Pacific Potato has slowed down the speed of planting, going from a rate of four miles per hour to two to allow for more accurate planting.
“In 2016, we grew 18 varieties. In 2017, we narrowed it down to 12 because of breeder’s rights. New varieties are coming out of Europe so we have to get on the bandwagon, which we have,” Trevor says. “I’d say 39 per cent are yellows, reds are probably 43 per cent and the whites and russets are about 18 per cent. Yellows are probably trending higher. They yield better, look better, taste better and they market better too.”
In 2004, Pacific Potato added organic seed potatoes to their lineup, which Jim notes can be a tricky prospect for seed potatoes.
Trevor says when the farm is in production, they spray a fungicide once a week as a preventative measure on the conventional crop and for the aphids in the organic potatoes they use mineral oils.
About 80 per cent of the seed potato crop from Pacific Potato goes to the U.S. grower market and finding the right varieties for that market are key, but Trevor notes the BC Fresh campaign has helped boost the demand for local potatoes.

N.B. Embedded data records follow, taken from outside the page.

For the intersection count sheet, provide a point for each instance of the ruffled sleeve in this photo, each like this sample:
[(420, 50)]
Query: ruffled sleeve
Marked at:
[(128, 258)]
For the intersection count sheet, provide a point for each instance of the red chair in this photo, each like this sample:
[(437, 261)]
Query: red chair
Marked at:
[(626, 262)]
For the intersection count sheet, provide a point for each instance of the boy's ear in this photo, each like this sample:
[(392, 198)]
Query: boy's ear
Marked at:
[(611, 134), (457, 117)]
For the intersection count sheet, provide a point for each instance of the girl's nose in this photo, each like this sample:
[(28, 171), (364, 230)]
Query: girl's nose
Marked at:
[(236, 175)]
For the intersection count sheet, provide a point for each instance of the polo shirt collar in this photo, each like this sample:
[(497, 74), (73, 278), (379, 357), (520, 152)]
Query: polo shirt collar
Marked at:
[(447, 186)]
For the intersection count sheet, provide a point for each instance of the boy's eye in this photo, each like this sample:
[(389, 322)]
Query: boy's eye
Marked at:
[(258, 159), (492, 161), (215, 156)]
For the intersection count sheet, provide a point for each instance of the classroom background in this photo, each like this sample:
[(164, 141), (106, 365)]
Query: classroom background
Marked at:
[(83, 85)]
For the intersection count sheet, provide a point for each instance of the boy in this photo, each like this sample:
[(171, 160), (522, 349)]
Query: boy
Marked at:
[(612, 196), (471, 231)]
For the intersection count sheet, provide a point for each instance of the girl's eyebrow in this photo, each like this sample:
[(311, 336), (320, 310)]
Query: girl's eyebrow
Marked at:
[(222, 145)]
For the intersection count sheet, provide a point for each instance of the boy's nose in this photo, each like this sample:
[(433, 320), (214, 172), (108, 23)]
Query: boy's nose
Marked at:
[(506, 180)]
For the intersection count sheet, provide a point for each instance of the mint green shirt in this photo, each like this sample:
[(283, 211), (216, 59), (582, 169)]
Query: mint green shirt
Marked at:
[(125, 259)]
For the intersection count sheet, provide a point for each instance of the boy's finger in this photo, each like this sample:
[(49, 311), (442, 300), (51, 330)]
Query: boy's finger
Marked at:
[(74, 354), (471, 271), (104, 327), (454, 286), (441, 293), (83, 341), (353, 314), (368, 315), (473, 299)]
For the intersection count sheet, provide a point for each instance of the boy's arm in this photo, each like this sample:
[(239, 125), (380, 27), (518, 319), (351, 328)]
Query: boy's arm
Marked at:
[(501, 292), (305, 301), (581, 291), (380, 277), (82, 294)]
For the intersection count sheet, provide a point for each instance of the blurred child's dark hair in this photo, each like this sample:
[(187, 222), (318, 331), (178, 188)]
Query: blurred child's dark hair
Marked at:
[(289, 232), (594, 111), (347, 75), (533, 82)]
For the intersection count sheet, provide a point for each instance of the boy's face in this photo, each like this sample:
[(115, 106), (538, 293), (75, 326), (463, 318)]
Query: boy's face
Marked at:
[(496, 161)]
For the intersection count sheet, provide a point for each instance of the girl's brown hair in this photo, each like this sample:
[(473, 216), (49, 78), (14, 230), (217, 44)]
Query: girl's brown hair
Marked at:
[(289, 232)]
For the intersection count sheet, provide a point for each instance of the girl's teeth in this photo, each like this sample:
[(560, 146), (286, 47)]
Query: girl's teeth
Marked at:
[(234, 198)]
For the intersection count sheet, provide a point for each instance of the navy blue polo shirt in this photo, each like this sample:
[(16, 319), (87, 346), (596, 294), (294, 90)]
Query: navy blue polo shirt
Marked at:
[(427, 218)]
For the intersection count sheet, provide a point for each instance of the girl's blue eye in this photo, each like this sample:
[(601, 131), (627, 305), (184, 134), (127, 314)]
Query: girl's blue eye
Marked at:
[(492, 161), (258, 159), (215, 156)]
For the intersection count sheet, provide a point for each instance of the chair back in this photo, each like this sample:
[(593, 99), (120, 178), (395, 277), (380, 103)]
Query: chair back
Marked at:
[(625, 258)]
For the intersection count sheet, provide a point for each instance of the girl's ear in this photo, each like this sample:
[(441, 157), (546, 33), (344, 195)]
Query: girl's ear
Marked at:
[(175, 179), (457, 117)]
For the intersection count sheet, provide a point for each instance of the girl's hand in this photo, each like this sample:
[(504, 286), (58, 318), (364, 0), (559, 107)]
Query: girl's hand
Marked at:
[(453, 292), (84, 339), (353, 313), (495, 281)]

One of the new varieties Pacific Potato is bringing to market is the high disease and bruising-resistant Merida. This high-yielding, early, yellow potato has shallow eyes and won’t discolour when boiled. Pacific Potato will be the only seed potato grower in North America to offer this short oval shaped, uniform tuber that looks similar to the Yukon Gold (which Pacific Potato continues to grow). It’s the perfect addition for the Harris’s heavy clay soil, which produces a smooth, shiny skin and taste that appeals to the fresh market.
Trevor continues to work closely with the Canadian Food Inspection Agency to ensure potatoes grown on the farm meet the specified standards to be certified as seed. It’s a long process from tissue culture to fresh-market potatoes, but not nearly as long as the Harris family roots have grown in Delta soil.